Rozdział 2

2.7K 150 15
                                    

Dla Julki goniącej mnie do pisania.

*perspektywa Luny*

-Ale jak to? Ja mam przyjechać do Mediolanu???

-Tak. Czyżbyś się bała, kelnereczko?

-Ja?Nigdy,Królu Pawiu. Moi rodzice się nie zgodzą.

-O to się nie martw. Podaj numer do twoich rodziców a moja mama zaraz wszystko załatwi.

-Ale... To jest zbyt...

-Rodzice za wszystko płacą. To ich propozycja. Mama cieszy się jak głupia że będzie miała z kim iść na zakupy,do SPA,do kosmetyczki,fryzjera. A my zwiedzimy razem Mediolan. Ojciec załatwi nam wejściówki wszędzie.

-Byłoby niesamowicie.

-Muszę iść. Pa kelnereczko.Kocham cię.-Aż mi się miło zrobiło na sercu.

-Ja ciebie też.Pa.

*narrator trzecioosobowy*

Pani Sharon wezwała do siebie rodziców Luny.Monica i Miguel poszli tam nie wiedząc czego się spodziewać,ponieważ gdy wychodzili ich pracodawczyni nie wyglądała na zadowoloną i prawie wyrwała im z rąk skrzyneczkę ze zdjęciami.

-Prawdopodobnie któreś z was słyszało już o pożarze w rezydencji Bensonów.-jej słowa brzmiały jak pytanie,lecz ton jej głosu całkowicie temu przeczył.

-Tak,proszę pani.

-Słyszeliście też że zginęła w nim moja siostra,jej mąż oraz mała siostrzenica.-małżeństwo zaczęło zastanawiać się dlaczego szefowa im o tym mówi.-Pojawiły się dowody wyraźnie mówiące że mała Sol Benson została wywieziona do Meksyku tuż po pożarze.

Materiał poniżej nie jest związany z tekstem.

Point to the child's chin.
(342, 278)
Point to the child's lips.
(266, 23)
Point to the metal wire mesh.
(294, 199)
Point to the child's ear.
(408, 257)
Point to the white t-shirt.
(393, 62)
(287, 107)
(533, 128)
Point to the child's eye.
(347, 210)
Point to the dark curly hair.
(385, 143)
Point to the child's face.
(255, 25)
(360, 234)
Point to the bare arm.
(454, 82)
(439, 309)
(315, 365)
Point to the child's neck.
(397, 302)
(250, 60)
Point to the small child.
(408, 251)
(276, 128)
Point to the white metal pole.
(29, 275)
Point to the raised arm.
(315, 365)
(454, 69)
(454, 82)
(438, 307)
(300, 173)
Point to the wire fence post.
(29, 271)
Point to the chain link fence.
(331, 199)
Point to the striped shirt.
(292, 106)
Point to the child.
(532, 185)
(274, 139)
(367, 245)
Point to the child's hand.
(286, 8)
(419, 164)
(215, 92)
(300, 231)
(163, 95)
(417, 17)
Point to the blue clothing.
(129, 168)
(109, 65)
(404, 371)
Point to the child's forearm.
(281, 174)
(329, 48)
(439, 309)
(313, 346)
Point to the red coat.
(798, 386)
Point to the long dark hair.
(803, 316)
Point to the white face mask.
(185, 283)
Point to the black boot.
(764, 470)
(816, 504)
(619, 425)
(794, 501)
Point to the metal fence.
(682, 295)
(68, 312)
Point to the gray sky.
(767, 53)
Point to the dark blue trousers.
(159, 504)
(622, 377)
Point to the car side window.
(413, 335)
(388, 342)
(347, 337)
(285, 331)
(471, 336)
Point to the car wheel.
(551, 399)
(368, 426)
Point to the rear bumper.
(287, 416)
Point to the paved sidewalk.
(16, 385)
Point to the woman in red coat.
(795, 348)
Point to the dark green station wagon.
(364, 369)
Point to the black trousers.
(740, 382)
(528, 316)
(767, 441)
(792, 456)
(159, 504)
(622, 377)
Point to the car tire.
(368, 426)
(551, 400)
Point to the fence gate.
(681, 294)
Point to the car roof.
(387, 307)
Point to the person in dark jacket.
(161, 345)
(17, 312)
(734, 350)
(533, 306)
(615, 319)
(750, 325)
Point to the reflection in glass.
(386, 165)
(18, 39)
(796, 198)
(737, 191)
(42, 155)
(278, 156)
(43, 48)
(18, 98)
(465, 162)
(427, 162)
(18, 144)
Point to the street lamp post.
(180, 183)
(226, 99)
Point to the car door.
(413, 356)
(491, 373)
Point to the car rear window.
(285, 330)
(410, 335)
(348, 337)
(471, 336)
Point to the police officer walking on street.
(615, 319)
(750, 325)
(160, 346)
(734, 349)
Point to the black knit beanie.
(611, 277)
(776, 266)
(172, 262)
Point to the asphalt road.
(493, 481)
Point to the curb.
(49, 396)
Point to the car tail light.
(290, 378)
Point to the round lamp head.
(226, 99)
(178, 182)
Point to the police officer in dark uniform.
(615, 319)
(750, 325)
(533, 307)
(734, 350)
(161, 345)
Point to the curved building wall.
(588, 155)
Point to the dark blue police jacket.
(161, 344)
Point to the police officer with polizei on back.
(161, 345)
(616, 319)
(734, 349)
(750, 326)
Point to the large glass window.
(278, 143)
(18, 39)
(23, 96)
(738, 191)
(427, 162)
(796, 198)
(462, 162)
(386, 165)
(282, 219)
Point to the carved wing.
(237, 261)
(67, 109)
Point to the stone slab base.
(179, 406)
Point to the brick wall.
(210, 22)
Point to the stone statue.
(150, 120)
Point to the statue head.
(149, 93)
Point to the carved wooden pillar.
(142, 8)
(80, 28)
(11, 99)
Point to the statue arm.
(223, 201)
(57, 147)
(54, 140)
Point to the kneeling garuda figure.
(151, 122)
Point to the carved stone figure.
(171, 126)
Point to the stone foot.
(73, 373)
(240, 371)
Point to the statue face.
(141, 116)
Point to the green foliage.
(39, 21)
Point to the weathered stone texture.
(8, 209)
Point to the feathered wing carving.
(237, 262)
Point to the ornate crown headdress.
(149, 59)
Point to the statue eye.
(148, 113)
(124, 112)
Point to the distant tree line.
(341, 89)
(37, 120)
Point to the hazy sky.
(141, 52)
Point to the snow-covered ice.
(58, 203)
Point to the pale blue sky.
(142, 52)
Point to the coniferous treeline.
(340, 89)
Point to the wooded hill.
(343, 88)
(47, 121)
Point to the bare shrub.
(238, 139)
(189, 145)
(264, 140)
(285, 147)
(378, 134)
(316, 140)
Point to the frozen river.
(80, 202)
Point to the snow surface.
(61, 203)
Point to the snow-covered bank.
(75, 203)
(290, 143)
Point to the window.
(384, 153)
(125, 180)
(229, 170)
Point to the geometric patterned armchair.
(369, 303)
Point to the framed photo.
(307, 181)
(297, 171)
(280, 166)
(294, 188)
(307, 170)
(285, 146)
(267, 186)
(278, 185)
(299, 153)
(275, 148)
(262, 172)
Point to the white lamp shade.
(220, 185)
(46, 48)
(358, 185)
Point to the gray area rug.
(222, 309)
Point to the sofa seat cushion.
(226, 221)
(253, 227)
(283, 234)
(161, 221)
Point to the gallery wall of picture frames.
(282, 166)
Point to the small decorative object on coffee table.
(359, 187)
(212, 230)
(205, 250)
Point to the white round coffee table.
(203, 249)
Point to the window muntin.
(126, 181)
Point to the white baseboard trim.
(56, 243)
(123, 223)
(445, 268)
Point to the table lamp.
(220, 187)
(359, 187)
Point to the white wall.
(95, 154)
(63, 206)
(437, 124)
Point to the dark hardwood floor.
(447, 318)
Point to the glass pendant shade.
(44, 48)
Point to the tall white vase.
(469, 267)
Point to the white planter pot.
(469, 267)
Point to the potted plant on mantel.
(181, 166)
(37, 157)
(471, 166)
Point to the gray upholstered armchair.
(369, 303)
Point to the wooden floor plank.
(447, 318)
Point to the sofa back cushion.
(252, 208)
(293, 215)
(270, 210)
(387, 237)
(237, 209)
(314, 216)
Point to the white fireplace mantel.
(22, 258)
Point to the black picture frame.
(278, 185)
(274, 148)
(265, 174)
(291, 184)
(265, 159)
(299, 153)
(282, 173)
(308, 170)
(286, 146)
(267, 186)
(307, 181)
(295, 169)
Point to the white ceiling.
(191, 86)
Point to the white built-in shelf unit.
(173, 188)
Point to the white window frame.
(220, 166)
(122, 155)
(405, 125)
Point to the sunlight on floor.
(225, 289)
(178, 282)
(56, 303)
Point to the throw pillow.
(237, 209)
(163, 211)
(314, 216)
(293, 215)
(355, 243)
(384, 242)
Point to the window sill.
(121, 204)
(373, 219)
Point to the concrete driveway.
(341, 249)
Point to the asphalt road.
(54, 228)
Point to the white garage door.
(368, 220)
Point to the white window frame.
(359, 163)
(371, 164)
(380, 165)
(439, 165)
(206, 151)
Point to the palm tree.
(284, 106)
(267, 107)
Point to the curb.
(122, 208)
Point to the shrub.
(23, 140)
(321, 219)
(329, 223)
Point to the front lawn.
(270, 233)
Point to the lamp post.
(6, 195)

Niejaki Roberto Munoz (wybaczcie,nie mam jak wstawić znaków hiszpańskich) zabrał ją tam i oddał pod opiekę pewnej rodzinie. Mieszkała w Cancun. Może wiecie kto to mógł być?-spytała ich Sharon. Ona sama oczywiście wiedziała że to rodzina Valente prawdopodobnie adoptowała jej małą Sol,jedank była ciekawa czy się przyznają.

-Zależy w jakim wieku była dziewczynka oraz kiedy była adoptowana.

-3 lata,13 lat temu.-to na pewno oni,myślała kobieta. Te ich porozumiewawcze spojrzenia oraz nerwowe gesty zdradzały że domyślili się już tego że to ich córka jest zaginioną dziedziczką.

-N-n-n-nie wiem,proszę pani. Jedyne osoby które według naszej wiedzy adoptowały trzylatkę 13 lat temu to my.

-No właśnie. Według naszych danych to Luna Valente może być zaginioną Sol Benson.

************************************

Ta dam! Koniec rozdziału. Jestem mega zmotywowana tymi wszystkimi komentarzami i gwaizdkami. Nie spodziewałam się że będzie tego tak dużo. Myślałam że na początku tylko Julia będzie to czytać. Dziękuję!